M. Christian Cointat, sénateur, a souligné que le Conseil constitutionnel, s'il en était saisi, censurait les dispositions introduites en commission mixte paritaire dépourvues de lien avec le texte restant en discussion.

Il a rappelé que le Conseil constitutionnel venait de considérer, dans sa décision du 19 février 2007 sur la loi portant diverses dispositions d'adaptation au droit communautaire dans le domaine du médicament, que les articles tendant à renforcer la réglementation relative à l'exercice de la profession de psychothérapeute avaient été adoptés selon une procédure contraire à la Constitution.

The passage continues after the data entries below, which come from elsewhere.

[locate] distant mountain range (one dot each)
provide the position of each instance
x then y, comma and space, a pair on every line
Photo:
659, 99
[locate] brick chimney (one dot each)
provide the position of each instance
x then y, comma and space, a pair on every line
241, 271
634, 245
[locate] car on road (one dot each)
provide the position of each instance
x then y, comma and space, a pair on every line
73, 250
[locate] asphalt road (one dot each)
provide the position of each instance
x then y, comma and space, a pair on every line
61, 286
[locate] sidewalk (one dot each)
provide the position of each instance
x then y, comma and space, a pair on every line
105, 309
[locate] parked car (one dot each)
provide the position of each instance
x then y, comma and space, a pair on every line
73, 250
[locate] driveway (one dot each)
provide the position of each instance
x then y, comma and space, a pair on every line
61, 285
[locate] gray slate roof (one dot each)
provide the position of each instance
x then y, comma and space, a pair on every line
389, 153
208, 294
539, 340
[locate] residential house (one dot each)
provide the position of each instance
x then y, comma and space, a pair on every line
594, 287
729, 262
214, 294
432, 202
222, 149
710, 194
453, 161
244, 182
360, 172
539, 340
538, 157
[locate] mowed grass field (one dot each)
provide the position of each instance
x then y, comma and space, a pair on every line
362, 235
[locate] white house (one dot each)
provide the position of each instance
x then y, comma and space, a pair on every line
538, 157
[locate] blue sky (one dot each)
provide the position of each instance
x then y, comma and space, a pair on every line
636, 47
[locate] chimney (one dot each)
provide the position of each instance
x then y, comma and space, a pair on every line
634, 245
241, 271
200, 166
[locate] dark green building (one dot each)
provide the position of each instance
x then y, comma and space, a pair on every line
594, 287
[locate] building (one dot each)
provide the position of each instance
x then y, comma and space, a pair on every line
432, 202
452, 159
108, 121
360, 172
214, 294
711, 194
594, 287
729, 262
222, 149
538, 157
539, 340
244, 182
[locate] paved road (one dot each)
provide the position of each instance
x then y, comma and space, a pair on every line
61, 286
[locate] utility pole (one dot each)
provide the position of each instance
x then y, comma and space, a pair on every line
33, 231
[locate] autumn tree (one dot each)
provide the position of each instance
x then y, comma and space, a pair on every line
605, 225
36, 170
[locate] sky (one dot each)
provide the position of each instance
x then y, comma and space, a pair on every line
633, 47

MM. Alain Vidalies, député, et Jean-Pierre Sueur, sénateur, ont déclaré qu'ils n'excluaient pas de saisir le Conseil constitutionnel pour qu'il censure les quatre articles additionnels insérés par le Sénat à l'initiative du Gouvernement, en raison de leur absence de tout lien avec la réforme de la protection juridique des majeurs.

M. Laurent Wauquiez, député, a retiré sa proposition.

La commission a adopté l'article 23 septies dans la rédaction proposée par les rapporteurs pour le Sénat et pour l'Assemblée nationale.

Elle a ensuite adopté les articles 23 octies (habilitation du gouvernement à prendre une ordonnance pour faciliter le recours à l'arbitrage par les personnes publiques), 23 nonies (suppression d'une disposition transitoire relative aux commissaires-priseurs) et 23 decies (accès des huissiers de justice aux parties communes des immeubles d'habitation) dans la rédaction du Sénat.

A l'initiative des rapporteurs pour le Sénat et pour l'Assemblée nationale, la commission a adopté l'article 25 (mise en conformité des personnes exerçant des mesures de protection avec les dispositions relatives à l'agrément ou à l'autorisation des mandataires judiciaires à la protection des majeurs), en le complétant pour prévoir un régime transitoire afin que les délégués aux prestations familiales se conforment aux nouvelles règles d'accès à cette profession.

La commission a ensuite adopté l'ensemble des dispositions restant en discussion du projet de loi ainsi rédigé.

Jeudi 22 février 2007

- Présidence de M. Jean-Michel Dubernard, président -

Commission mixte paritaire chargée de proposer un texte sur les dispositions restant en discussion du projet de loi instituant le droit au logement opposable et portant diverses mesures en faveur de la cohésion sociale

La commission mixte paritaire a procédé à la désignation de son bureau qui a été ainsi constitué :

M. Jean-Michel Dubernard, député, président ;

M. Nicolas About, sénateur, vice-président ;

Mme Christine Boutin, députée, rapporteure pour l'Assemblée nationale ;

M. Bernard Seillier, sénateur, rapporteur pour le Sénat.

La commission mixte paritaire a procédé à l'examen des articles restant en discussion, et elle est parvenue à un accord sur l'ensemble du texte ainsi élaboré.